Genocide Alert: Viele der Empfehlungen der Task Force erfordern Handlungen durch die Mitgliedsstaaten. Welche konkreten Maßnahmen sollte die Bundesregierung ergreifen, um schwerste Menschenrechtsverletzungen zu verhindern?
Brantner: Die Bundesregierung könnte eine ganze Menge tun. Auf der Ebene der EU sollte sie eine treibende Kraft sein, um die Umsetzung der vielen sinnvollen Empfehlungen des Europäischen Parlaments voranzutreiben. Dafür müsste Berlin auch eine Vermittlerrolle einnehmen zwischen Positionen von Mitgliedsstaaten, die den brasilianischen Vorschlag zur ‚Responsibility while protecting‘ und der notwendigen Entwicklung von Kriterien bei der Umsetzung von R2P-Mandaten ablehnen, sowie jenen Mitgliedsstaaten, die diesem Beitrag aufgeschlossener gegenüberstehen. Ferner sollte die Bundesregierung ihren Standpunkt einer restriktiven Rüstungsexportpraxis nicht nur medienwirksam verkünden, sondern auch in der Ausfuhrpraxis einhalten. Internationale Positionen wie der Gemeinsamen Standpunkt der EU zu Waffenexporten aus 2008 und der diesjährige Waffenhandelsvertrag (ATT) muss die Bundesregierung einheitlich umsetzen und andere Unterzeichner zu konsequenter Anwendung drängen. Denn in diesen Dokumenten haben wir Verbote von Waffenausfuhren, wenn mit den zu exportierenden Gütern im Zielland ’schwere Menschenrechtsverletzungen‘ (EU Standpunkt) oder gar explizit die vier R2P-Verbrechen (ATT) begangen werden könnten.

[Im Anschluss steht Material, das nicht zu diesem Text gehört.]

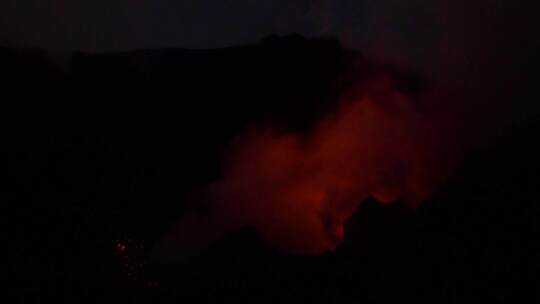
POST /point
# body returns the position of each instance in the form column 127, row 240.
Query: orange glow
column 299, row 190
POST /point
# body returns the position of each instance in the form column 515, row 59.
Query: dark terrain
column 102, row 153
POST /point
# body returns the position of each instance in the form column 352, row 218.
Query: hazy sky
column 128, row 24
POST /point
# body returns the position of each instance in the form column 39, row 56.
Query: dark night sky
column 128, row 24
column 413, row 31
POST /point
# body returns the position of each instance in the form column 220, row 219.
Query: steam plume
column 299, row 190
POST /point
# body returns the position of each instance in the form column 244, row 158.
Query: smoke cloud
column 299, row 190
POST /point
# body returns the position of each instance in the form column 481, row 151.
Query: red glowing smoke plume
column 299, row 190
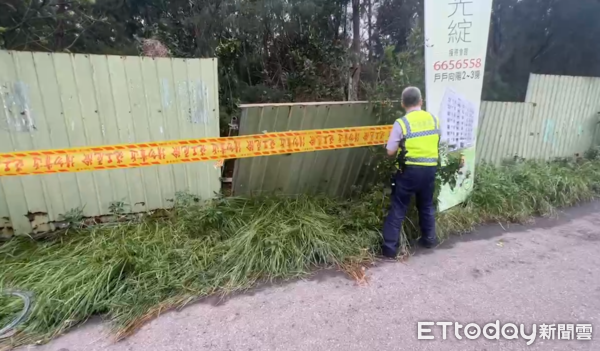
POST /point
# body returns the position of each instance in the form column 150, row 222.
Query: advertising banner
column 456, row 37
column 21, row 163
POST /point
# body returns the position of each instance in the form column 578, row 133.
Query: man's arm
column 394, row 140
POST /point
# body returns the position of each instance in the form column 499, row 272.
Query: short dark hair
column 411, row 96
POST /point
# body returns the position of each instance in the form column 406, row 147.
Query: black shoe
column 388, row 256
column 426, row 244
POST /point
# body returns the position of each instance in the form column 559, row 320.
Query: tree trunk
column 370, row 27
column 59, row 34
column 355, row 71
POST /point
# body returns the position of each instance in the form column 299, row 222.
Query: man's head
column 411, row 97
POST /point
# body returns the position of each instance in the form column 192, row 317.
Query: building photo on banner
column 456, row 36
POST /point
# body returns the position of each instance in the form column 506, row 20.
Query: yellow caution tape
column 182, row 151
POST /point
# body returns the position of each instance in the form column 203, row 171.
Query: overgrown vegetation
column 133, row 271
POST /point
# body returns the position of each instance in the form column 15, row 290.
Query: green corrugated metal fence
column 332, row 172
column 559, row 118
column 50, row 101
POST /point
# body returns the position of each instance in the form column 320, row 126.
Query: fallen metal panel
column 331, row 172
column 568, row 111
column 56, row 101
column 505, row 131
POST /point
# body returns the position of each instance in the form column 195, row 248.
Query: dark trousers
column 420, row 181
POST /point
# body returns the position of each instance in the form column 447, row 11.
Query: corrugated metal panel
column 52, row 101
column 331, row 172
column 506, row 129
column 568, row 108
column 559, row 118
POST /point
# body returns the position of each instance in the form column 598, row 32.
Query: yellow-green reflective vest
column 421, row 136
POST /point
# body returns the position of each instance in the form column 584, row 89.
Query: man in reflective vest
column 414, row 141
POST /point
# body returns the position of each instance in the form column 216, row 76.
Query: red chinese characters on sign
column 116, row 156
column 43, row 163
column 13, row 165
column 292, row 142
column 258, row 145
column 226, row 148
column 348, row 137
column 373, row 136
column 322, row 140
column 147, row 154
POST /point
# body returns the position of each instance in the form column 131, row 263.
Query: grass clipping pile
column 132, row 272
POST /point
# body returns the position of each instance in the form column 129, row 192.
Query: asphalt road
column 545, row 273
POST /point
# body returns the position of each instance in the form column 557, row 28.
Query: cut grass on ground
column 132, row 272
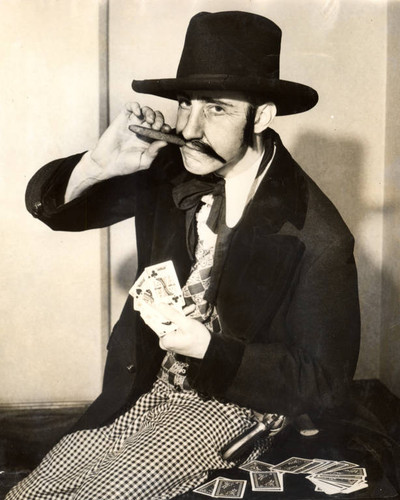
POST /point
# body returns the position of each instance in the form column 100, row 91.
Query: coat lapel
column 261, row 263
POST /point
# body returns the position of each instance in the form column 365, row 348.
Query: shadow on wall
column 337, row 166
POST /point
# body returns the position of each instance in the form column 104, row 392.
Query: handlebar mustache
column 176, row 139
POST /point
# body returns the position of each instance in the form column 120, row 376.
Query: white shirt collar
column 239, row 190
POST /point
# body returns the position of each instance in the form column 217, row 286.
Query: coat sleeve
column 311, row 368
column 101, row 205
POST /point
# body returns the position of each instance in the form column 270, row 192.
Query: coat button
column 37, row 208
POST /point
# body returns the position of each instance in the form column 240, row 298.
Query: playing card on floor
column 207, row 488
column 256, row 466
column 266, row 481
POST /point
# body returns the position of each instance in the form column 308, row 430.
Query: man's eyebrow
column 205, row 98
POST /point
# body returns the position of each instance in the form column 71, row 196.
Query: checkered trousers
column 163, row 446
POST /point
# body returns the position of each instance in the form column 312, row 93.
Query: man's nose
column 193, row 128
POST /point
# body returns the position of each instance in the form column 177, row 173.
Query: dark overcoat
column 287, row 296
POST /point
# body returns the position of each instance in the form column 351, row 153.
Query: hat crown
column 231, row 43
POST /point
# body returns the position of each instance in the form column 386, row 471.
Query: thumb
column 150, row 153
column 154, row 148
column 171, row 314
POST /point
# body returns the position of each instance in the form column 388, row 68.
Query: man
column 271, row 323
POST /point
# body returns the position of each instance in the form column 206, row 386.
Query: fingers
column 146, row 116
column 171, row 314
column 187, row 310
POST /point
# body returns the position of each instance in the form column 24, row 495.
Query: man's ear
column 265, row 113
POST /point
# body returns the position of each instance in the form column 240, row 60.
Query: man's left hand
column 191, row 338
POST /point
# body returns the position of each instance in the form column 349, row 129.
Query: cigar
column 157, row 135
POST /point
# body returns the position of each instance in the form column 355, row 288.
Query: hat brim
column 289, row 97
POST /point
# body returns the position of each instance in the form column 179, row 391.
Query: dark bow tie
column 187, row 196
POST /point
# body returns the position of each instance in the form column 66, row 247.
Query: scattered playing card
column 229, row 488
column 339, row 477
column 293, row 465
column 266, row 481
column 207, row 488
column 256, row 466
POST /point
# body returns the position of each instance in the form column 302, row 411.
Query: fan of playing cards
column 328, row 476
column 157, row 284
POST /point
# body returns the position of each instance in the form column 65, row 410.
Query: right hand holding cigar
column 120, row 151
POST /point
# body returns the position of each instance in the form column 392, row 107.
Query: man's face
column 214, row 124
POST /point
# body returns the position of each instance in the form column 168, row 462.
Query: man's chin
column 200, row 165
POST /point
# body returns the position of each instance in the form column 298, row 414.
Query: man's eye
column 216, row 109
column 184, row 103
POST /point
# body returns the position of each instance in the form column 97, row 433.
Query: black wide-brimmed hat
column 235, row 51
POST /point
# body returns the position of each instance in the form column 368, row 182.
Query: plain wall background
column 54, row 293
column 51, row 292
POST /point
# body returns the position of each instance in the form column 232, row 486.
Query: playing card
column 355, row 472
column 207, row 488
column 293, row 465
column 165, row 284
column 158, row 323
column 229, row 488
column 313, row 467
column 256, row 466
column 266, row 481
column 327, row 488
column 141, row 291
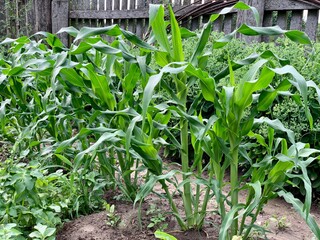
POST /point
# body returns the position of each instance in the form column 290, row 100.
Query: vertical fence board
column 116, row 6
column 124, row 6
column 282, row 19
column 141, row 24
column 248, row 17
column 296, row 20
column 267, row 22
column 60, row 18
column 218, row 24
column 86, row 6
column 2, row 19
column 38, row 13
column 94, row 6
column 227, row 24
column 311, row 27
column 195, row 23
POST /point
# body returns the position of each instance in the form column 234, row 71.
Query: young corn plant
column 222, row 135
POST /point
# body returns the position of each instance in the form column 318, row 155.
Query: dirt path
column 278, row 217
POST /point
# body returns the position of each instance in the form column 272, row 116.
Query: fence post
column 248, row 18
column 42, row 15
column 60, row 18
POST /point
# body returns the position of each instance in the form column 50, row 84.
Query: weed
column 112, row 218
column 157, row 218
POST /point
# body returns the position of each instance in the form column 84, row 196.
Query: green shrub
column 32, row 195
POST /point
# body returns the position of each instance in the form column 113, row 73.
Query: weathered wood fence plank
column 311, row 28
column 60, row 18
column 51, row 15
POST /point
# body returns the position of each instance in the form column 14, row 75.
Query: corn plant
column 222, row 135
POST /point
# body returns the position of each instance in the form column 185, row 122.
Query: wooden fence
column 29, row 16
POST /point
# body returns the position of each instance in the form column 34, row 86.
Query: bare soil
column 278, row 217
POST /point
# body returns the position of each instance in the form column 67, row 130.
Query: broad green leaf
column 277, row 125
column 70, row 30
column 70, row 75
column 163, row 235
column 100, row 86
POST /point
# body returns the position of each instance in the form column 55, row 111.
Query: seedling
column 43, row 232
column 281, row 222
column 112, row 218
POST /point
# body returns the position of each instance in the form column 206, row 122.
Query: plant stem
column 234, row 187
column 198, row 158
column 173, row 206
column 187, row 200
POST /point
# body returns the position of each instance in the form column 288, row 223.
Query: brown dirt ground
column 288, row 226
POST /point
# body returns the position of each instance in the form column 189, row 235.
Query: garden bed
column 278, row 217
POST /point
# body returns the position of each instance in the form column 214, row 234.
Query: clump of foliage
column 37, row 196
column 97, row 111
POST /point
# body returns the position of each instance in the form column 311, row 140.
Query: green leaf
column 70, row 75
column 156, row 21
column 100, row 86
column 164, row 236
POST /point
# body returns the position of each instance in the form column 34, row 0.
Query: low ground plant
column 97, row 110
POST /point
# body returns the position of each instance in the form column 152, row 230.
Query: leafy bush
column 100, row 107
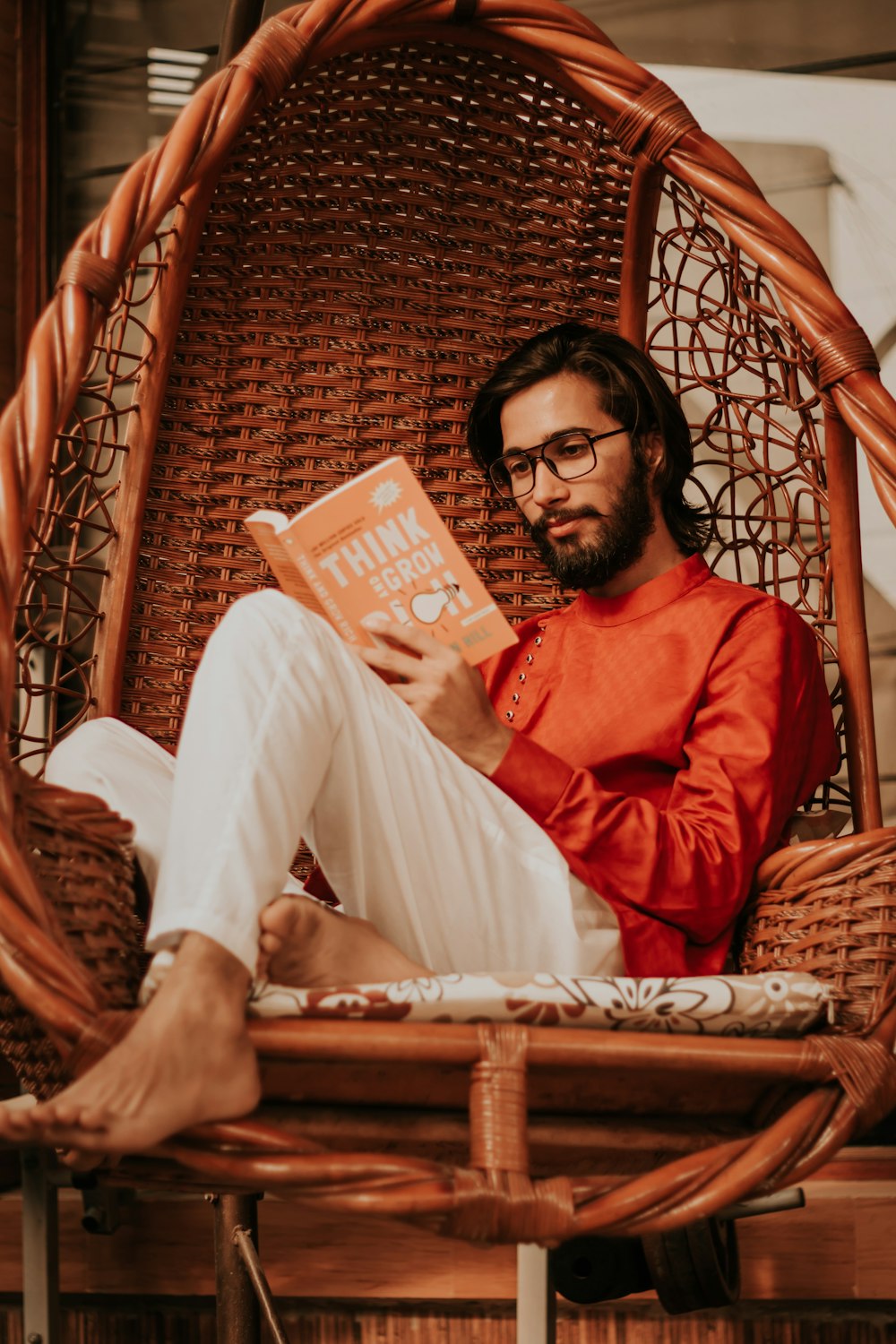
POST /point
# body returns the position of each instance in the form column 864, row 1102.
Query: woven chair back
column 379, row 234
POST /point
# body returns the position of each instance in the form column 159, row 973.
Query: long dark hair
column 632, row 392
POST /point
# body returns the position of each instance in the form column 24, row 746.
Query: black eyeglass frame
column 536, row 454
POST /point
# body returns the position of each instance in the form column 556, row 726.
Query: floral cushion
column 785, row 1004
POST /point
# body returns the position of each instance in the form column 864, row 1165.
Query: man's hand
column 444, row 691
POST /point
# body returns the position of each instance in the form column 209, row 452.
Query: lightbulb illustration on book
column 426, row 607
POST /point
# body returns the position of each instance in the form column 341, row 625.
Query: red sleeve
column 759, row 742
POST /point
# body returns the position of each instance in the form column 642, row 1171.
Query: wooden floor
column 167, row 1322
column 823, row 1274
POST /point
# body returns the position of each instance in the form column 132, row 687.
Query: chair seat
column 786, row 1004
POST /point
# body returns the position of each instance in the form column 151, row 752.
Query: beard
column 618, row 542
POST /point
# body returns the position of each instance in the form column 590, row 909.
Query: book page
column 268, row 538
column 376, row 545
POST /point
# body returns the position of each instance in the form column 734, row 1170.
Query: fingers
column 392, row 663
column 406, row 637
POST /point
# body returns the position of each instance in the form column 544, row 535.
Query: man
column 597, row 800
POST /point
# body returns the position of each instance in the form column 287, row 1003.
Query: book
column 378, row 546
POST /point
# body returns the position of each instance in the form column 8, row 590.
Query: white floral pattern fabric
column 785, row 1004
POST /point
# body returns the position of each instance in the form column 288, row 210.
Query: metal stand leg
column 535, row 1297
column 237, row 1306
column 39, row 1250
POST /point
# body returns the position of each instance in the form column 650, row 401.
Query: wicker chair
column 341, row 233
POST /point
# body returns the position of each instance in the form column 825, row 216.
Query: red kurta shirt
column 664, row 738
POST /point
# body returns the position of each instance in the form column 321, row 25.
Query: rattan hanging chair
column 340, row 236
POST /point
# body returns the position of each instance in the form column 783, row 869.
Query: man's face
column 591, row 529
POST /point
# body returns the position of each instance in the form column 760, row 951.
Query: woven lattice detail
column 376, row 241
column 82, row 857
column 61, row 597
column 745, row 379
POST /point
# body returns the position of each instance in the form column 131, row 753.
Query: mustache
column 538, row 530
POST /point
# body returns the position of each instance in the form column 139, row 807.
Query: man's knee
column 266, row 620
column 81, row 761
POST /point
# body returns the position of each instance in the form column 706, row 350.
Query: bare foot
column 187, row 1059
column 306, row 945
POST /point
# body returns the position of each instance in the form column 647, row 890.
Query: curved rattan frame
column 852, row 1080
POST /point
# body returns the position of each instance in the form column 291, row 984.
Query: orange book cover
column 376, row 545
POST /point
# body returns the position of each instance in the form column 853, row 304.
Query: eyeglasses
column 567, row 456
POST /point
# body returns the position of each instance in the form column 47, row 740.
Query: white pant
column 288, row 734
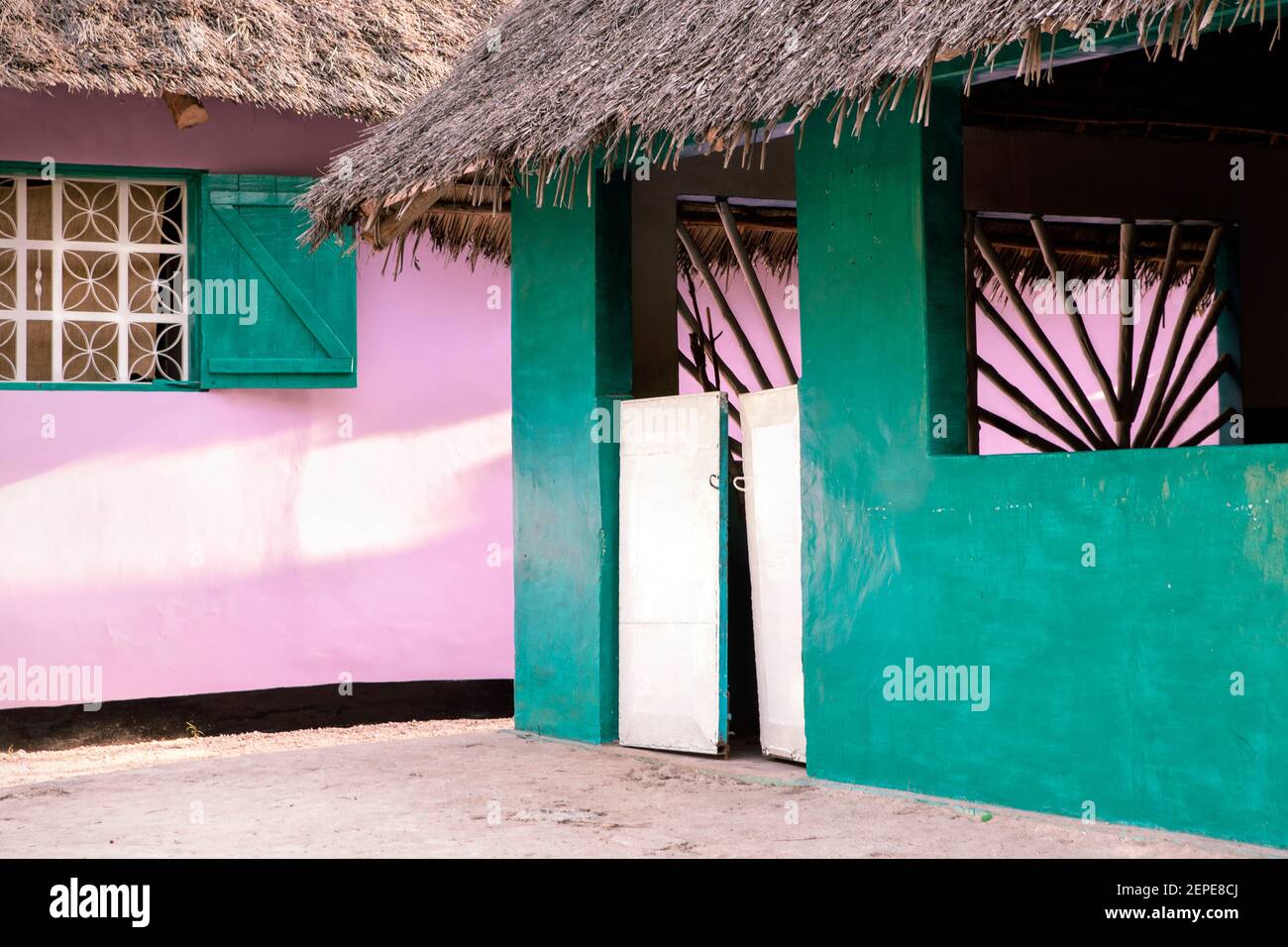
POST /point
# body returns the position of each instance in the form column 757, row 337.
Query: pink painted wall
column 194, row 543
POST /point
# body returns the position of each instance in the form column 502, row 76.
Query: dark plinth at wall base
column 244, row 711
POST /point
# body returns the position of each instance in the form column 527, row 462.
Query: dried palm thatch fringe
column 561, row 86
column 351, row 58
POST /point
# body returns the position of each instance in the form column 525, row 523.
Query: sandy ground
column 475, row 788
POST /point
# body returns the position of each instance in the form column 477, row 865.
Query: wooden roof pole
column 1155, row 321
column 1183, row 375
column 696, row 326
column 1026, row 405
column 1070, row 307
column 1035, row 365
column 185, row 110
column 730, row 320
column 758, row 292
column 1126, row 328
column 384, row 226
column 990, row 254
column 1198, row 285
column 1025, row 437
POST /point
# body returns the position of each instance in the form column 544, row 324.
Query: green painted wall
column 571, row 354
column 1108, row 684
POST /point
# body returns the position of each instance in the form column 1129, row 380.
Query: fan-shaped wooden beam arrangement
column 1134, row 423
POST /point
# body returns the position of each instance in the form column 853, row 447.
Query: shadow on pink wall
column 193, row 543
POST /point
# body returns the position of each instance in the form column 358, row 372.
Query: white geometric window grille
column 91, row 279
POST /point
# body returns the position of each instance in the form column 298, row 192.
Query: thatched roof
column 566, row 78
column 364, row 59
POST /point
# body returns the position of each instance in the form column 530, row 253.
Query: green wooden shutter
column 305, row 328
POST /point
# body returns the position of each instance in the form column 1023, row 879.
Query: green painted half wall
column 571, row 354
column 1111, row 685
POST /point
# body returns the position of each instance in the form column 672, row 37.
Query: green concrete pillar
column 884, row 350
column 571, row 355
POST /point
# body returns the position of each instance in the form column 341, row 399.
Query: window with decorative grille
column 1090, row 334
column 93, row 279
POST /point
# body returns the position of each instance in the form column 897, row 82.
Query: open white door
column 673, row 586
column 772, row 463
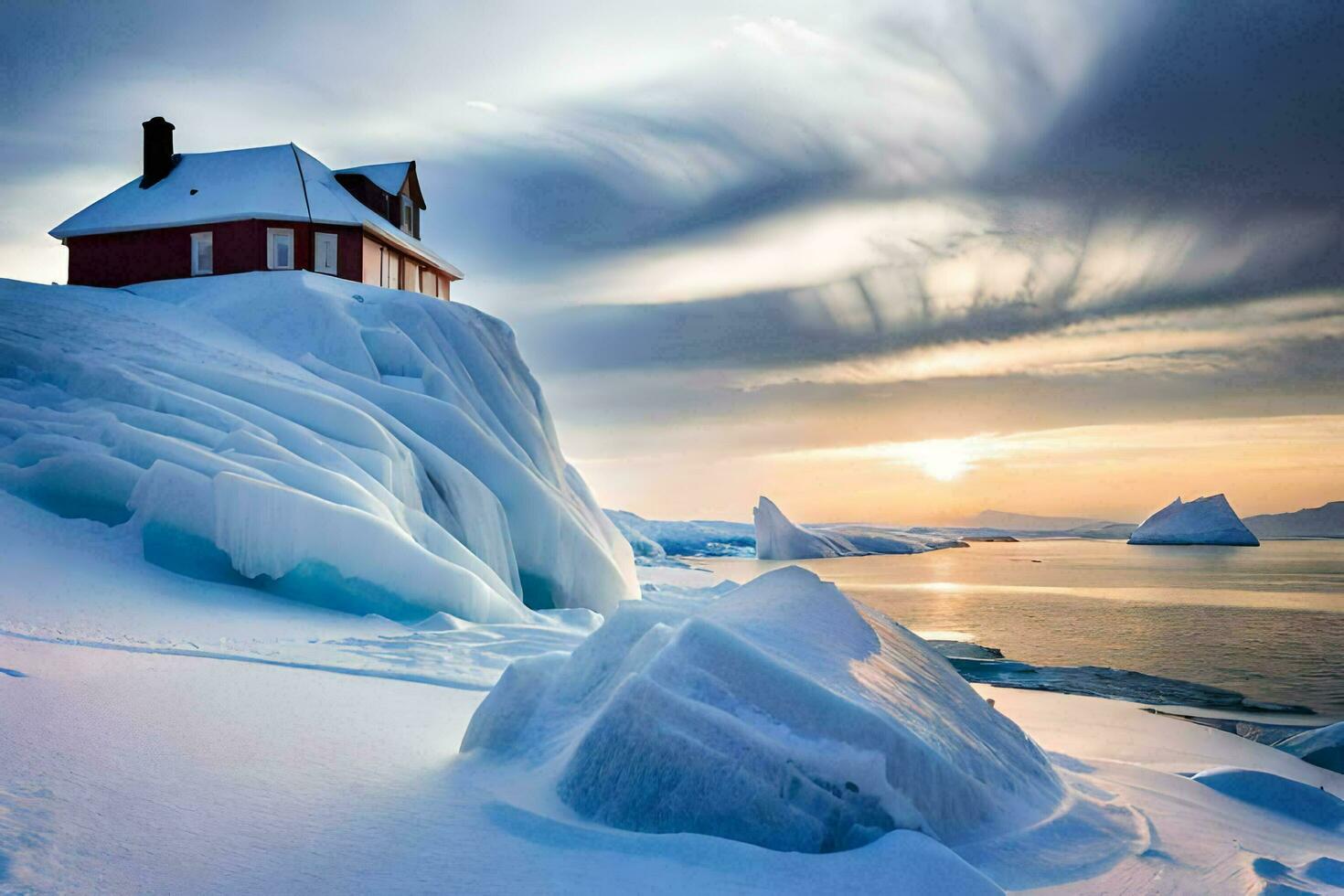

Was für die EU gilt, gilt auch für Deutschland: Ein R2P-Bestandsbericht zu vorhandenen Kapazitäten und Instrumenten für die Umsetzung der Schutzverantwortung sollte erstellt werden. Auch könnten deutsche Diplomaten gezielt zu potentiellen R2P-Situationen und deren Früherkennung geschult werden. Des Weiteren muss Deutschland auch weiterhin das internationale Netzwerk von R2P-Koordinierungsstellen unterstützen – genauso wie die im Juli 2013 ins Amt berufene R2P-Sonderbeauftragte des Generalsekretärs der Vereinten Nationen, Jennifer Welsh.